Productie daalt nog, maar groei lijkt aanstaande

productie

Hoewel de Nederlandse industrie de productie in februari verder verlaagde, lijkt groei niet ver weg meer. Het aantal nieuwe orders is zelfs gestegen ten opzichte van de voorgaande maand, blijkt uit de Nevi Inkoopmanagersindex. De algehele score van de index ging van 48,4 in januari naar 50,0 in februari en wijst daarmee voor het eerst sinds juni niet meer op een afname van de bedrijvigheid. 

De bedrijfsomstandigheden in de Nederlandse industrie zijn in februari gestabiliseerd. Een hernieuwde stijging van het aantal nieuwe orders zette de bedrijven er niet toe aan hun productieomvang in februari te vergroten. Er was daarnaast sprake van een aanhoudend zwakke vraag op de exportmarkten.

Tegelijkertijd droeg een verdere afname van de hoeveelheid ingekocht materiaal bij aan het uitvoeren van plannen voor voorraadvermindering bij bedrijven, al was deze daling kleiner dan vorige maand. De aanhoudende daling van de inkoopactiviteiten verlichtte de kostendruk echter niet en de inkoopprijsinflatie was het grootst in ruim twee jaar. Ook de verkoopprijzen stegen fors.

Donald Trump drukt investeringen

De stijging van het aantal nieuwe orders lijkt een voorbode van herstel. Dat herstel is echter wel onzeker door het grillige gedrag van Donald Trump. Respondenten van de Nevi Inkoopmanagersindex hadden tot en met 20 februari de tijd om vragen te beantwoorden. Op 10 februari voerde Trump al een importheffing van 25 procent in op staal en aluminium. Op 26 februari maakte de Amerikaanse president ook bekend importheffingen van 25 procent op andere Europese producten te willen invoeren.

De Europese Commissie meldde vorige week ‘onmiddellijk en krachtig’ te zullen reageren op deze importheffingen. Volgens Albert Jan Swart, sectoreconoom Industrie bij ABN Amro, is er nog veel onduidelijkheid rond de heffingen. ‘Wel bestaat een duidelijk risico op een handelsoorlog en het is mogelijk dat deze onzekere situatie ondernemers kopschuw maakt bij het nemen van investeringsbeslissingen. Dat kan de vraag naar bijvoorbeeld machines onder druk zetten.’

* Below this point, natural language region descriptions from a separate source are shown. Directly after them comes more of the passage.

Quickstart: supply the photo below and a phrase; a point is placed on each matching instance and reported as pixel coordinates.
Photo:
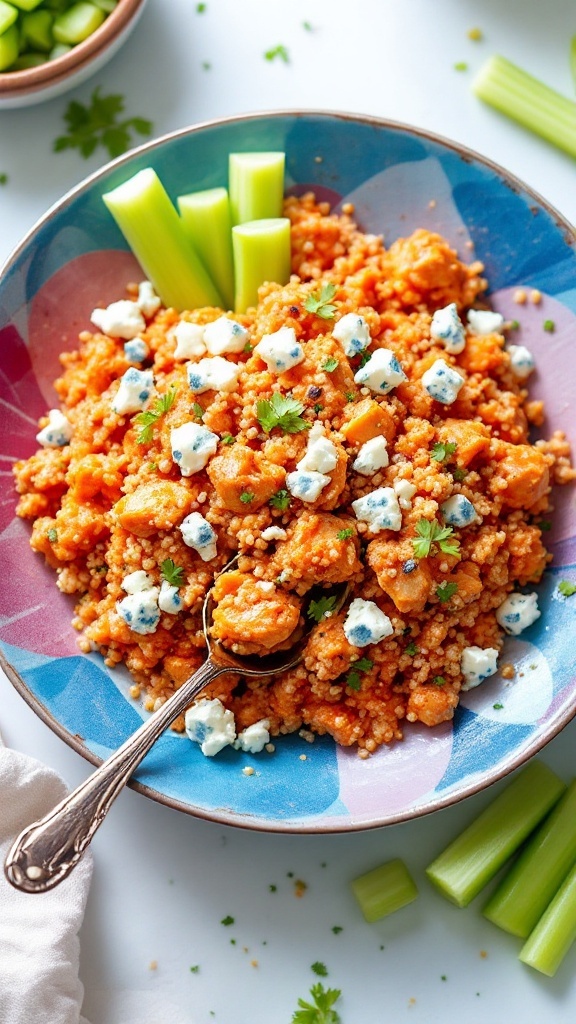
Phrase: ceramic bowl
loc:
(399, 178)
(24, 88)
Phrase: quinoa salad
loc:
(366, 423)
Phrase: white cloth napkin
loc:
(39, 946)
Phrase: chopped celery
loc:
(384, 890)
(152, 227)
(261, 252)
(256, 185)
(556, 931)
(529, 101)
(526, 890)
(206, 219)
(475, 856)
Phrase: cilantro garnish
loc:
(171, 572)
(320, 1011)
(97, 124)
(281, 412)
(430, 534)
(319, 609)
(322, 304)
(442, 451)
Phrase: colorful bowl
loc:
(399, 178)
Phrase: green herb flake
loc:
(321, 304)
(283, 413)
(97, 124)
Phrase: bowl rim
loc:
(32, 80)
(243, 820)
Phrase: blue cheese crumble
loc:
(192, 446)
(353, 333)
(381, 373)
(280, 350)
(518, 612)
(224, 335)
(379, 509)
(199, 535)
(447, 327)
(477, 665)
(366, 624)
(458, 511)
(57, 431)
(442, 382)
(135, 388)
(211, 725)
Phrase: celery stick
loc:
(152, 227)
(475, 856)
(529, 101)
(526, 890)
(556, 931)
(384, 890)
(256, 185)
(206, 220)
(261, 252)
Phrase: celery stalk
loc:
(526, 890)
(261, 252)
(384, 890)
(475, 856)
(256, 185)
(556, 931)
(206, 220)
(529, 101)
(152, 227)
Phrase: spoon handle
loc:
(47, 850)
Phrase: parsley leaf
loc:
(281, 412)
(97, 124)
(319, 609)
(320, 1011)
(321, 304)
(171, 572)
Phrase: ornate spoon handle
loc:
(47, 850)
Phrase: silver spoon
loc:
(46, 851)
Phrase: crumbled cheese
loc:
(353, 333)
(381, 373)
(190, 340)
(379, 509)
(372, 457)
(366, 624)
(136, 350)
(447, 327)
(192, 446)
(211, 725)
(134, 390)
(199, 535)
(280, 350)
(212, 374)
(518, 612)
(442, 382)
(119, 320)
(458, 511)
(169, 600)
(57, 431)
(224, 335)
(522, 361)
(485, 321)
(477, 665)
(254, 737)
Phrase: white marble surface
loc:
(164, 881)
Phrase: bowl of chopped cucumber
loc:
(338, 348)
(49, 46)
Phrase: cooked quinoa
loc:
(111, 501)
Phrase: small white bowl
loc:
(24, 88)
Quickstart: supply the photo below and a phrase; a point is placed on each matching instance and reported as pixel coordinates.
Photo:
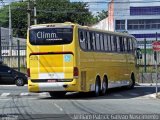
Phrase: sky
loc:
(93, 5)
(96, 5)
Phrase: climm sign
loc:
(156, 45)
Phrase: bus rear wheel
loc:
(97, 88)
(104, 86)
(57, 94)
(131, 82)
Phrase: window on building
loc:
(145, 24)
(120, 24)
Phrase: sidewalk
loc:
(150, 85)
(147, 84)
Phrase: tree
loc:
(101, 15)
(48, 11)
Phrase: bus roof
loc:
(70, 24)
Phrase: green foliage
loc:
(48, 11)
(101, 15)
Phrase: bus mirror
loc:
(139, 53)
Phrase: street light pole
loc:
(29, 14)
(35, 13)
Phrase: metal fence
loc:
(14, 56)
(146, 65)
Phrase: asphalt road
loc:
(18, 103)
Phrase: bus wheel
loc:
(131, 82)
(57, 94)
(104, 86)
(97, 88)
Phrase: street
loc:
(17, 101)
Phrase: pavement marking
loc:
(5, 94)
(43, 94)
(24, 94)
(4, 99)
(148, 93)
(61, 109)
(117, 95)
(134, 94)
(12, 85)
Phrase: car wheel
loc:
(19, 82)
(57, 94)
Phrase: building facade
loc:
(139, 18)
(4, 36)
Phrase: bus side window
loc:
(112, 43)
(121, 44)
(109, 43)
(97, 42)
(115, 43)
(128, 45)
(105, 42)
(125, 44)
(94, 41)
(88, 40)
(82, 40)
(118, 45)
(91, 40)
(101, 42)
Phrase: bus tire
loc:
(57, 94)
(131, 82)
(97, 87)
(104, 86)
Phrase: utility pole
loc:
(29, 14)
(35, 13)
(10, 32)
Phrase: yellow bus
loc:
(67, 57)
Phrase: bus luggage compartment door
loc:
(51, 66)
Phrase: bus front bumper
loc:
(51, 86)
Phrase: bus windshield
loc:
(51, 36)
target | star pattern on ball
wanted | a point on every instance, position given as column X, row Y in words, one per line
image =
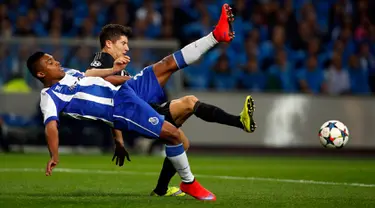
column 331, row 125
column 329, row 139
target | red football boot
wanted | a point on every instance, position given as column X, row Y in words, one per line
column 197, row 191
column 223, row 31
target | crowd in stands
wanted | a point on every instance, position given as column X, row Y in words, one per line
column 310, row 46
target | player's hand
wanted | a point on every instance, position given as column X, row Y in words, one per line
column 120, row 154
column 120, row 63
column 52, row 163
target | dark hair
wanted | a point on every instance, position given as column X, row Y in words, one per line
column 32, row 62
column 113, row 32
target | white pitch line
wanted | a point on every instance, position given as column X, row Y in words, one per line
column 112, row 172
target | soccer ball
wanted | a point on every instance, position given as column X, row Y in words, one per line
column 333, row 134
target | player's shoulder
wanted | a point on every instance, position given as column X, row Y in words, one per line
column 101, row 60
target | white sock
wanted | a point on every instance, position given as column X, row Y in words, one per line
column 176, row 154
column 192, row 52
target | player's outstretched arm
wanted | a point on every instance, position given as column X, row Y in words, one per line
column 52, row 135
column 118, row 65
column 117, row 79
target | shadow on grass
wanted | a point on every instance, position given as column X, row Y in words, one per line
column 76, row 194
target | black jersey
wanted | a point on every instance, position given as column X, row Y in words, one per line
column 103, row 60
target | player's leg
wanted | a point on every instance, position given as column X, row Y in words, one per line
column 181, row 109
column 166, row 174
column 189, row 54
column 177, row 156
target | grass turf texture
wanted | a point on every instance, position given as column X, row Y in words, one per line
column 97, row 182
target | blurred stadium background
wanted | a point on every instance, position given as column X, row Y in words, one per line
column 305, row 62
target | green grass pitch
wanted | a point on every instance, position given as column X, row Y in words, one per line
column 94, row 181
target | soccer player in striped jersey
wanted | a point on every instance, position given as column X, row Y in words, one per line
column 87, row 96
column 114, row 43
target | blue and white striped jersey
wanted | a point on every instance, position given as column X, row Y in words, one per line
column 80, row 97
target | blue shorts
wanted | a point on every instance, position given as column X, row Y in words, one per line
column 131, row 109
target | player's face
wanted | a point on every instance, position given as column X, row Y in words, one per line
column 120, row 47
column 50, row 69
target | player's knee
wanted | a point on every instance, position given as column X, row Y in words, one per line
column 189, row 102
column 170, row 135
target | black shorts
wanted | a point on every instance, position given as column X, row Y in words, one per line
column 163, row 109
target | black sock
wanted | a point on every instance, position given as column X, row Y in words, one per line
column 212, row 113
column 166, row 174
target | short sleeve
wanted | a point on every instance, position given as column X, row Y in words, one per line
column 49, row 108
column 74, row 73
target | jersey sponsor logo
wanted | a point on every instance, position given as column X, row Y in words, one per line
column 96, row 63
column 153, row 120
column 72, row 87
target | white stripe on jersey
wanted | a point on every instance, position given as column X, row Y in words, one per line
column 65, row 98
column 48, row 106
column 84, row 96
column 79, row 97
column 88, row 81
column 88, row 97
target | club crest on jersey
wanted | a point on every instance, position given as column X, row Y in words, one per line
column 96, row 63
column 72, row 87
column 153, row 120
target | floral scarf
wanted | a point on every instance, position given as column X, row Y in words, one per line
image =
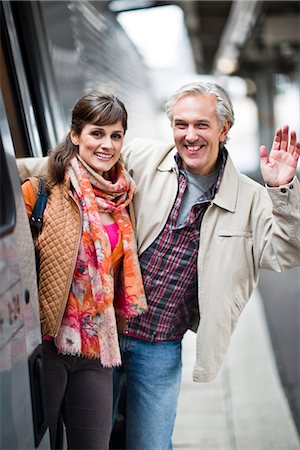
column 89, row 325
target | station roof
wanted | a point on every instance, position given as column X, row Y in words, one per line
column 236, row 37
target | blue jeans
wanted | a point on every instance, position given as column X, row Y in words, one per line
column 153, row 373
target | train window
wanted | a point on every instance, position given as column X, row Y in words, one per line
column 7, row 202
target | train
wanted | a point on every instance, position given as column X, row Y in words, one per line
column 52, row 52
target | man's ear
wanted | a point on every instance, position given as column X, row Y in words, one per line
column 74, row 137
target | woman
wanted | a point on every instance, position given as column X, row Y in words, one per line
column 88, row 272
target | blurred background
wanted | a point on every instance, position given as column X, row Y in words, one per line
column 52, row 52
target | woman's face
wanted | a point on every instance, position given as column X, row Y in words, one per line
column 100, row 146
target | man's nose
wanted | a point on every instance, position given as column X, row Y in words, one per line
column 191, row 134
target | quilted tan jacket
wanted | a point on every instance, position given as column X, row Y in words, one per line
column 58, row 247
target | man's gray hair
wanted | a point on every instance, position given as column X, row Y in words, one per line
column 224, row 109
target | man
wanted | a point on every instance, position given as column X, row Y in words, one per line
column 203, row 232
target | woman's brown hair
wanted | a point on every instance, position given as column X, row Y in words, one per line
column 96, row 108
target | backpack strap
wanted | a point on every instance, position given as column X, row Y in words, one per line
column 36, row 218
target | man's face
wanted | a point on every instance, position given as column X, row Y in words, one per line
column 197, row 132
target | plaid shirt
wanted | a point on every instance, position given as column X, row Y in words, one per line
column 169, row 269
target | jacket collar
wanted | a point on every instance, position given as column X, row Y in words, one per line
column 168, row 163
column 226, row 197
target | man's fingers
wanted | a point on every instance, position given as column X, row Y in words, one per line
column 284, row 138
column 264, row 157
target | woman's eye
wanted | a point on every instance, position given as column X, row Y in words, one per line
column 116, row 136
column 96, row 133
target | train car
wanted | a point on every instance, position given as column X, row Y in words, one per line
column 51, row 54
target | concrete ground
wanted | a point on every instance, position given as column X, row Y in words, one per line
column 245, row 407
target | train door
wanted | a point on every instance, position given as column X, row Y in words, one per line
column 24, row 131
column 23, row 421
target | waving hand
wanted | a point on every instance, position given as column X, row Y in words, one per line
column 279, row 166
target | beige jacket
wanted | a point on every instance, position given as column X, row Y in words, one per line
column 239, row 235
column 246, row 227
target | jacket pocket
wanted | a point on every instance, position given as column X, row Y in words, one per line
column 236, row 308
column 234, row 233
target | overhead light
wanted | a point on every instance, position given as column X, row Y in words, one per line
column 227, row 65
column 127, row 5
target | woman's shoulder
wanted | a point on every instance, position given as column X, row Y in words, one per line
column 30, row 191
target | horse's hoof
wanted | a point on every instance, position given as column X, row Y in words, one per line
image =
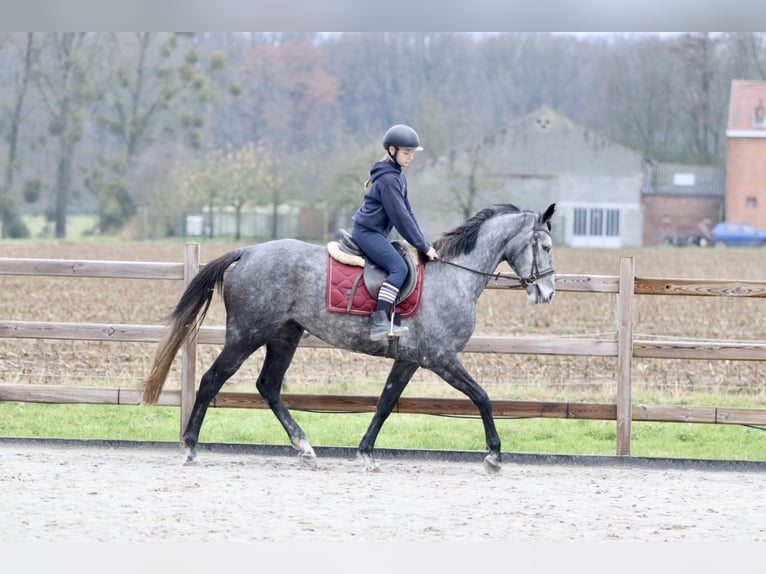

VS belangrijke exportmarkt voor dranken

Zo’n 5 procent van de Nederlandse export van goederen is bestemd voor de VS. Importheffingen zouden deze export van bijvoorbeeld staal, auto-onderdelen, chemische producten, medicijnen en voedingsmiddelen kunnen drukken. Volgens Swart is de VS met name voor dranken een belangrijke exportmarkt. Volgens hem kan de verpakkingsindustrie hierdoor indirect hinder ondervinden van importheffingen.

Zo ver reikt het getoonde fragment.